Was ist aus den Migrantenkarawanen geworden?

Laut den Vereinten Nationen überqueren jährlich rund eine halbe Million Menschen die Grenze in Richtung Mexiko. Entsprechend betont der Migrationsexperte und Leiter des Think Tanks La Casa de la Universidad de California en México, Dr. Brown-Gort, dass die Migrantenkarawanen aus Zentralamerika, die insbesondere im November letzten Jahres im Zentrum der medialen Berichterstattung standen, kein neues Phänomen waren und sind. „Solche Massenbewegungen sind als eine rationale Lösung entstanden, da die Migranten sich besser als Gruppe angesichts der Gewalt- und Sicherheitsprobleme auf dem Weg in die USA schützen können“. Sieben von zehn Zuwanderern aus Zentralamerika werden Opfer von Gewalt während ihrer Flucht und jede dritte Frau wird sexuell missbraucht, laut einer Befragung von Ärzten ohne Grenzen. Migranten werden in manchen Fällen einerseits von den kriminellen Kartellen und andererseits von der Polizei erpresst.
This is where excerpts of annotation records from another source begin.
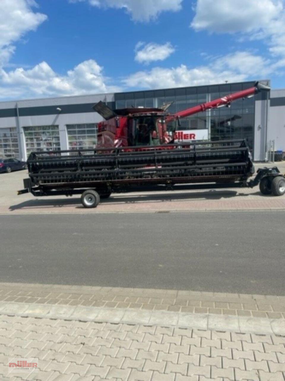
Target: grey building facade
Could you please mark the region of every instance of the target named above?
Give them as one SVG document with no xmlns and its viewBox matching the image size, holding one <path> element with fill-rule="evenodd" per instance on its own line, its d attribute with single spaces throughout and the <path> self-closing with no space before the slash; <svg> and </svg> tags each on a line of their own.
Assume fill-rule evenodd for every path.
<svg viewBox="0 0 285 381">
<path fill-rule="evenodd" d="M 268 80 L 261 81 L 270 85 Z M 159 107 L 176 112 L 252 87 L 253 81 L 209 86 L 0 102 L 0 157 L 26 160 L 33 150 L 92 149 L 101 117 L 99 101 L 112 109 Z M 181 120 L 182 130 L 208 130 L 212 140 L 247 139 L 254 159 L 263 161 L 269 140 L 285 151 L 285 90 L 271 90 Z"/>
</svg>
Dazu kommt, dass irreguläre Migranten oft willkürlich von der Polizei verhaftet und in vielen Fällen sogar ausgeraubt, gefoltert oder misshandelt werden.

Die neue mexikanische Regierung unter dem Präsidenten López Obrador hat zwischen Dezember 2018 und März dieses Jahrs über 22.000 „humanitäre Visa“ an Migranten aus Zentralamerika vergeben. Davon ging der Großteil an Menschen aus den Migrantenkarawanen. Ziel ist damit nicht nur, die Migration zu regeln und die dramatischen Szenen von Auseinandersetzungen zwischen Polizisten und Migrantenkarawanen zu vermeiden, wie sie im November 2018 um die Welt gingen. Laut der mexikanischen Innenministerin Sánchez Cordero will man die Sicherheit der Migranten gewährleisten. Die Frage stellt sich jedoch, inwieweit sich dahinter lediglich ein symbolischer Akt versteckt oder ob es sich dabei um einen wirklichen Wandel der mexikanischen Migrationspolitik handelt. Nach dem gestrigen Treffen zwischen der US-Heimatschutzministerin Nielsen und der mexikanischen Innenministerin Sánchez Cordero ist klar, dass das Ganze als ein symbolischer Akt interpretiert werden kann. Die beiden Regierungen haben gestern vereinbart künftig nicht mehr „massiv“ humanitäre Visa zu vergeben.

Abstand zur Vergangenheit – Eine neue Ära der Migrationspolitik?

Die Migrationspolitik ist ein Feld, in dem AMLO versucht, Abstand von der „alten“ Politik zu nehmen und eine neue Ära der Migrationspolitik im Rahmen der so genannten „Vierten Transformation Mexikos“ zu schaffen. Während die Vorgängerregierung grundsätzliche Menschenrechte durch willkürliche Festnahmen und Ausweisungen verletzte, versucht die neue Regierung, hier einen Wandel einzuleiten: Laut Dr. Brown-Gort erscheint dies keine leichte Aufgabe vor dem Hintergrund, dass die mexikanische Regierung jahrelang der US-Migrationspolitik bzw. Haltungen gegenüber Migranten mehr oder minder blind gefolgt ist und diese damit unkritisch übernommen hat. Ein Beispiel dafür ist der Umgang mit Migranten an der Südgrenze, wo man zuvor unter Missachtung der Menschenrechte noch härter vorging als die US-Behörden. Ein eher unbekannter Fakt ist, dass Mexiko unter dem Ex-Präsidenten Peña Nieto deutlich mehr Migranten ausgewiesen hat, als US-Behörden in einem gleichen Zeitraum.

Die beschriebene Situation zeigt Mexikos großen Wiederspruch: Während die mexikanische Regierung vehement die Menschenrechtsverletzungen an ihren Landsleuten in den USA auf internationalen Foren verurteilt, war sie bisher nicht in der Lage, die Menschenrechte der Migranten, die nach Mexiko einwandern, vor organisierter Kriminalität und teilerweise sogar der Diskriminierung durch die einheimischen Behörden zu schützen. Genau hier möchte die neue Regierung scheinbar ansetzen.

Welche Migrationspolitik will Mexikos neues Präsident gestalten?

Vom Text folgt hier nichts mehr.